Between most steps, there is a wait period to allow the previous step to complete. For a low load 8 Mbps GEO link, the core experiment time needs to be 10 minutes to yield a half-way representative sample from the flow size distribution. The upshot is that the pcap log files are small, so need less time for conversion and transfer to storage. For higher bandwidths and more client channels, we can get away with shorter core experiment durations. However, as they produce larger pcap files, conversion and transfer take longer. Altogether, we budget around 20 minutes for a basic experiment run.

Tying it all together

We now have more than 100 machines in the simulator.
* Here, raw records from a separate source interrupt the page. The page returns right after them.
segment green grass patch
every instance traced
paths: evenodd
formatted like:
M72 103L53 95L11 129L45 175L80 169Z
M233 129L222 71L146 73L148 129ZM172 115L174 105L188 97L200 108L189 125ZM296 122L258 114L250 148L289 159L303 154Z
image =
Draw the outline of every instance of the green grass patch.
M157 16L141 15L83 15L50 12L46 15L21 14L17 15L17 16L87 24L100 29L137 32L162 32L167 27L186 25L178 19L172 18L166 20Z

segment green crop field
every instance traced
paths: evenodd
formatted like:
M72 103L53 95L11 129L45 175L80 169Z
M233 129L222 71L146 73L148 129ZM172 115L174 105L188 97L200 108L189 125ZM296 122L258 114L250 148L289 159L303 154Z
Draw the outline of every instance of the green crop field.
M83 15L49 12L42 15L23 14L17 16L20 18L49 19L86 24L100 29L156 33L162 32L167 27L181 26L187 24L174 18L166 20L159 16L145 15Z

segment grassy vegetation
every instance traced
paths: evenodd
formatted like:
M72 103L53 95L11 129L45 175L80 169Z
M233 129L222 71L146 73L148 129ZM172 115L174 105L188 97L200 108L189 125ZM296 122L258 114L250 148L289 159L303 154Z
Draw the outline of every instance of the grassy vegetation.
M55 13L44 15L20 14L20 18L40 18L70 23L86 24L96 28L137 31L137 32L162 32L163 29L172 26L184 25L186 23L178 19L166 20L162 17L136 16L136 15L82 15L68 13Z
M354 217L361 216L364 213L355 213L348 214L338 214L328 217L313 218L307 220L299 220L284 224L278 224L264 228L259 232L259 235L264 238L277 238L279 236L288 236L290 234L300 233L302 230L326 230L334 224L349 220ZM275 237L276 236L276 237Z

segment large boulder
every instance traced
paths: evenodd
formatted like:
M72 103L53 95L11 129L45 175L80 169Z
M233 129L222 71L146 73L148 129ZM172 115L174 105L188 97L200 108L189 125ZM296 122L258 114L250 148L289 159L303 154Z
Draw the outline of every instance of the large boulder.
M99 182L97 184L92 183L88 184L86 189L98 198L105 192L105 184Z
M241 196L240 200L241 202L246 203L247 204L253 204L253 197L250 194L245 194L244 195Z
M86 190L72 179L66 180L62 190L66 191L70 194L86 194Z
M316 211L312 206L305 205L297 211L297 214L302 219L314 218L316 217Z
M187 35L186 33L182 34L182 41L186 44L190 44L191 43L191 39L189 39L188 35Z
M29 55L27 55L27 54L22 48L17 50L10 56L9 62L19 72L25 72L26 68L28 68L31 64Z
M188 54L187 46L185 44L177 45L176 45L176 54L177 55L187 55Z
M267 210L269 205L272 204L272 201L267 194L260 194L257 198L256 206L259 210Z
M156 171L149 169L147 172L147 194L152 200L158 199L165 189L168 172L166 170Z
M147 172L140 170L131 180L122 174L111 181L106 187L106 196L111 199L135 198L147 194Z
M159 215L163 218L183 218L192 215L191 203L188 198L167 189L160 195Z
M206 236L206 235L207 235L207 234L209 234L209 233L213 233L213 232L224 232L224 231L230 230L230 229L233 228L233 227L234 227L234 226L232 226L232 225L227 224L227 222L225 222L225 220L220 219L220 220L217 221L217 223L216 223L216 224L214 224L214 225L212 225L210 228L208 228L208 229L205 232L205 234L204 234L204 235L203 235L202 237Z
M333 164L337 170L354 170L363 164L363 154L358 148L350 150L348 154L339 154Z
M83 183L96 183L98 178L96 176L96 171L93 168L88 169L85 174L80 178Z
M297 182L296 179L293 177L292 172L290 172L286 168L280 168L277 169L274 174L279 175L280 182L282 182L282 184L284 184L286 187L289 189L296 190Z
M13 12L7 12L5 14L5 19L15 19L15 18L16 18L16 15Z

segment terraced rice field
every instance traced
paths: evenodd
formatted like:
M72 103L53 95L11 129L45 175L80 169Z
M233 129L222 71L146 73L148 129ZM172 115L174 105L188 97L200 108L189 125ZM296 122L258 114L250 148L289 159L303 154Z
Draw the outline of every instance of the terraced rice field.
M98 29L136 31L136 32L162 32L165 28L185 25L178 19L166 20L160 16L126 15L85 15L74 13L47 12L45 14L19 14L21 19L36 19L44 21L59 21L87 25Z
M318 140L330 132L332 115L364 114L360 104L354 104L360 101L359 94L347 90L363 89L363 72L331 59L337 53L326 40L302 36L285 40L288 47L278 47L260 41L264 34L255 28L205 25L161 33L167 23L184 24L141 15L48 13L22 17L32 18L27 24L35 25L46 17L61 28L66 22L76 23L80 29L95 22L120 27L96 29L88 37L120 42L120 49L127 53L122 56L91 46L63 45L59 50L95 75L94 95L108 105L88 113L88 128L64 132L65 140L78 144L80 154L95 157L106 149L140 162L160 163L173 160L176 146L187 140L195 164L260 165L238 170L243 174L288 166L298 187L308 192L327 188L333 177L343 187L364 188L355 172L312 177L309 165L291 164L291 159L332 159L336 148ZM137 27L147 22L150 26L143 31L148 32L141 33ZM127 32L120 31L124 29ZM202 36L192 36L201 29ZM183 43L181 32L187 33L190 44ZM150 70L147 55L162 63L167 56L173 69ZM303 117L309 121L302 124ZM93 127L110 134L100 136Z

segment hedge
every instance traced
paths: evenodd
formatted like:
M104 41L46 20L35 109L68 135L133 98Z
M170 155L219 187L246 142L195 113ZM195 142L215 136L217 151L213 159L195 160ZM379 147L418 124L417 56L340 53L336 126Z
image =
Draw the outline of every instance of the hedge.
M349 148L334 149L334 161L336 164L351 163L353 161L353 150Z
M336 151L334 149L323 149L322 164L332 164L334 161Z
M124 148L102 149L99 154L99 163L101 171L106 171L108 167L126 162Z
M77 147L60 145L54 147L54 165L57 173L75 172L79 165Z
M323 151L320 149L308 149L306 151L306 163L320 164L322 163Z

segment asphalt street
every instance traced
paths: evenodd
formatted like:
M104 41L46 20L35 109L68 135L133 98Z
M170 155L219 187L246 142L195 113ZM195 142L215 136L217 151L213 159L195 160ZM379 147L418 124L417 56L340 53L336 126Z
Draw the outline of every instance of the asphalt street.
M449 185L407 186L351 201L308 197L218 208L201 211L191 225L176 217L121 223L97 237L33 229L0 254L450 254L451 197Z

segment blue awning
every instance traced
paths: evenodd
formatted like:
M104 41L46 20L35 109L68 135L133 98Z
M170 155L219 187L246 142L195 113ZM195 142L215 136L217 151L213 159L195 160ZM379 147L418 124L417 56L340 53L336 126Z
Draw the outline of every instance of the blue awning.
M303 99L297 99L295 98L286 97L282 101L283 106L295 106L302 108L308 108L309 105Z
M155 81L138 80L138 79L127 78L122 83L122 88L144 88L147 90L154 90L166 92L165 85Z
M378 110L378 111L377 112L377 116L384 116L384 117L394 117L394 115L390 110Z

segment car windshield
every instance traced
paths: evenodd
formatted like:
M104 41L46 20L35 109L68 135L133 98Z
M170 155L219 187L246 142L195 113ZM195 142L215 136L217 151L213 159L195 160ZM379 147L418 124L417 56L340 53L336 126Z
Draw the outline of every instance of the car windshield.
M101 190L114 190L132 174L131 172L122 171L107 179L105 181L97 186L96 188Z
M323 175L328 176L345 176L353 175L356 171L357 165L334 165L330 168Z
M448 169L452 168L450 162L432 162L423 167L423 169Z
Even in our basic experiments sequence, we tend to use most if not all of them. This means we need to be able to issue commands to individual machines or groups of machines in an efficient manner, and we need to be able to script this.

Enter the parallel-ssh utility. This useful little program lets our scripts establish a number of SSH connections to multiple machines simultaneously, e.g., to start our servers or clients, or to distribute configuration information. This lets us start up all client machines within typically less than a second.

Automating the complex processes is vital, so we keep adding scripts to the simulator as we go to assist us in various aspects of analysis and quality assurance.